Modern armed forces continue to be structured for large-scale war, but advanced societies whose small families lack expendable children have a very low tolerance for casualties. Even supposedly warlike Americans gravely count casualties in Iraq that in three years have yet to reach 3,000—fewer than were lost in many a single day of battle in past wars. Fortunately, this refusal to spill the blood needed to fuel battles diminishes the likelihood that advanced societies will deliberately set out to fight one another (pas des enfants, pas des Suisses, pas de guerre) unless they are somehow able to convince themselves that a war could be entirely or very largely aerial and naval. Such wars, however, are difficult to imagine, except when islands are involved, as in a China-Taiwan war, which is very improbable for its own reasons. Air and naval forces can certainly be employed advantageously against any less advanced enemy incautious enough to rely on a conventional defense, conducted by regular forces, but in that context as well there must be severe doubts about the continued usefulness of the ground forces of advanced countries that are intolerant of casualties. It is easy enough to blockade the enemy, to successfully bomb all the right nodal points and shut down electrical, transportation, and communications networks. Air strikes can disable runways and destroy both sheltered and unsheltered aircraft, ballistic missiles, and nuclear installations. Air power can also sink warships, or rout any mechanized forces deployed in the open, as the United States did with Iraq in 1991 and partly in 2003, and as it could do with Iran. No real role would remain for ground forces except to dislodge the enemy from any territory he had occupied, or to occupy his own territory. That, however, is bound to cost casualties that might not be tolerated; it is also bound to provoke an insurgency.

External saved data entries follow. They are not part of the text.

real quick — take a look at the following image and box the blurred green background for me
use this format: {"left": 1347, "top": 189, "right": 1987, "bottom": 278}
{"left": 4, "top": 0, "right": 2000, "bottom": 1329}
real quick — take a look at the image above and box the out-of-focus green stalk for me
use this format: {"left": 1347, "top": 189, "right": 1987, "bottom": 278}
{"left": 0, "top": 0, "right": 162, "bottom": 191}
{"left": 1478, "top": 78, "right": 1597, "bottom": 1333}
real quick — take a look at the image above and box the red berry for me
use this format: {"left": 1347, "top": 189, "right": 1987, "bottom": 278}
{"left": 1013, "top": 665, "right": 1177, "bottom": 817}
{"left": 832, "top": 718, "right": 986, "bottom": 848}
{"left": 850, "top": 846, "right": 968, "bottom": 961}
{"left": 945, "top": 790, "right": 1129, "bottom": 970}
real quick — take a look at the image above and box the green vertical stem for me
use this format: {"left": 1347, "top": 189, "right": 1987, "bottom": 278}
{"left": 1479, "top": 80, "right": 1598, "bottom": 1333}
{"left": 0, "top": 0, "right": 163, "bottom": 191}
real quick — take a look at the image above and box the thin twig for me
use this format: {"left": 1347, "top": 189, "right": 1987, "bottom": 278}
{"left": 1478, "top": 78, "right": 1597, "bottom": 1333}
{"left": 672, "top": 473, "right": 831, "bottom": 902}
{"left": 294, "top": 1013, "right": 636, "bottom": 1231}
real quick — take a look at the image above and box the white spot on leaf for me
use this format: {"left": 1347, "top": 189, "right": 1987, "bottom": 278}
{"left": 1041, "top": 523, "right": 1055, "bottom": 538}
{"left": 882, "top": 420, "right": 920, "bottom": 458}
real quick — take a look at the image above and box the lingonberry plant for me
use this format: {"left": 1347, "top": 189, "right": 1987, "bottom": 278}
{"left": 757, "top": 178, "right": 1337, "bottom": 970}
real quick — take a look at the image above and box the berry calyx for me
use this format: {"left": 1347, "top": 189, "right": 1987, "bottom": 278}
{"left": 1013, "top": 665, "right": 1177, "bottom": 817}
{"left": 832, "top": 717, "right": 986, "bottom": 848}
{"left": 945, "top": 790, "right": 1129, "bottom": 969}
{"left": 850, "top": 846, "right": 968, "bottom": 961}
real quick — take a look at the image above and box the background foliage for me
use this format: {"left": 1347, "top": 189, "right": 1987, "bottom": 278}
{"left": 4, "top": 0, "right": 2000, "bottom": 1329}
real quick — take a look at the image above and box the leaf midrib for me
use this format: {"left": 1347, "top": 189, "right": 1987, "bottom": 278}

In that event, naval forces cannot do much, because insurgencies rarely have an important maritime dimension (the Sri Lanka case is an exception) and riverine operations are usually minor. Air forces can have surveillance and transport roles, but insurgents rarely present targets of sufficient stability and sufficient contrast to be identified, designated, and effectively attacked from the air. That leaves almost everything to the ground forces, and when the advanced attack the less advanced, the more advanced forces will have large advantages in firepower, mobility, and operational coherence. But they will also have no visible enemy to fight, so that the normal operational methods and tactics of conventional warfare cannot be applied. True, there are the alternative methods and tactics of counterinsurgency warfare, but do they actually work? Insurgents do not always win, but their defeats can rarely be attributed to counterinsurgency warfare, as we shall see.